Sunday, September 25, 2022

As I stare into the face of the next chapter of my life, I'm reminded of...a lot of unpleasant things.  Of loss, of disappointment, of regret, and hopelessness.  I can see now why some people might feel drawn toward the idea of making a clean break from their past.

But of course...

ISFJ memories meme funny LOTR 

So I hang onto my baggage anyways.  I wouldn't forgive myself if I didn't, and at the same time, I wouldn't forgive others for letting go either.  Because to many people, I am now "Somebody's Yesterday".

I guess maybe that isn't true anymore, actually.  Maybe I have started to forgive those from my past for forgetting me.  I began to understand that maybe I was really something that was better to be forgotten than remembered.  Perhaps that is why all of those people refuse to answer when I call for them.  Why wouldn't they?

Over 15 years ago I found myself asking what I was doing wrong, and how I would ever become loved, how I would ever dig myself out of the hole that I found myself in.  After living through trauma, joy, loss, happiness, and grief, I find that I've learned more about the nature of people.  I learned that people often don't mean what they say, but also that people are different than me.

I also learned that being loved is like being asleep.  You can't make someone love you, just as you can't make yourself fall asleep.  The best you might do is to go to bed, close your eyes.  Sleep is something that happens to you, not an action that you do.  I think this is where people get the idea to "work on yourself first" in order to be loved.

But that's really not advice that I would want on myself from 15 years ago.  Not at all.  The me from back then had many rough edges, but those rough patches needed care and bandages, not sandpaper.  I needed help, but didn't know how to find it.  I didn't understand.  But because I didn't understand, I also was not hopeless.

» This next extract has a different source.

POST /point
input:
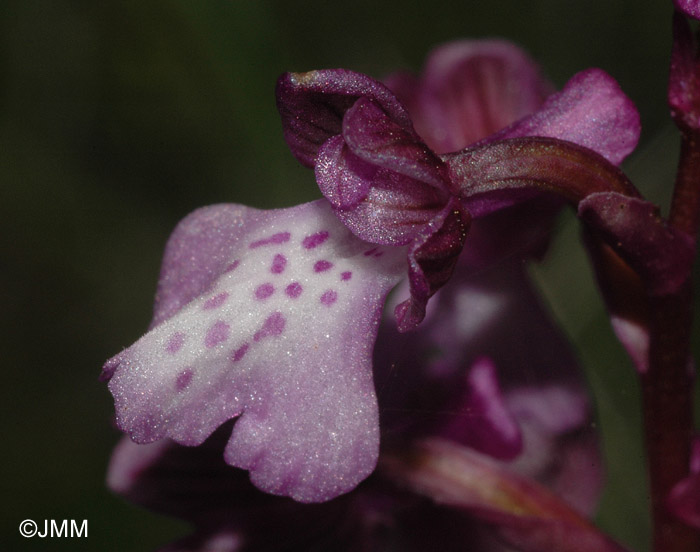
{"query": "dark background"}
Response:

Now, however, I can see more clearly.  It has become a little easier for me to understand how people function.  How connections are formed.  Sometimes, that clarity makes my faith waver.

All I would want for myself from 15 years ago is peace.  I don't think they needed any advice in the end, after all.  They just needed safety.  Of course, they also desperately needed care, too.  But in the absence of that, I think safety is what they needed most.  It wasn't until much later on that they would manage to find it.

 

What I wish for myself in the coming future, more than anything....it is, of course, that peace and tranquility.  I'm frightened, but not only of what may come next.  I'm also frightened of all that has come before.  When I think about it too hard, it feels as if both past and future are closing in on me.  My friends who lost their lives.  Me, who lost my place.  I lost my old self, too.  How much longer will it take for me to reach where I once was?  And even if I do, would it even be a good thing?

I have done so much, for so long.  And no one will ever truly know all of my sacrifices.  I'll just be silently waiting.  Waiting...for what?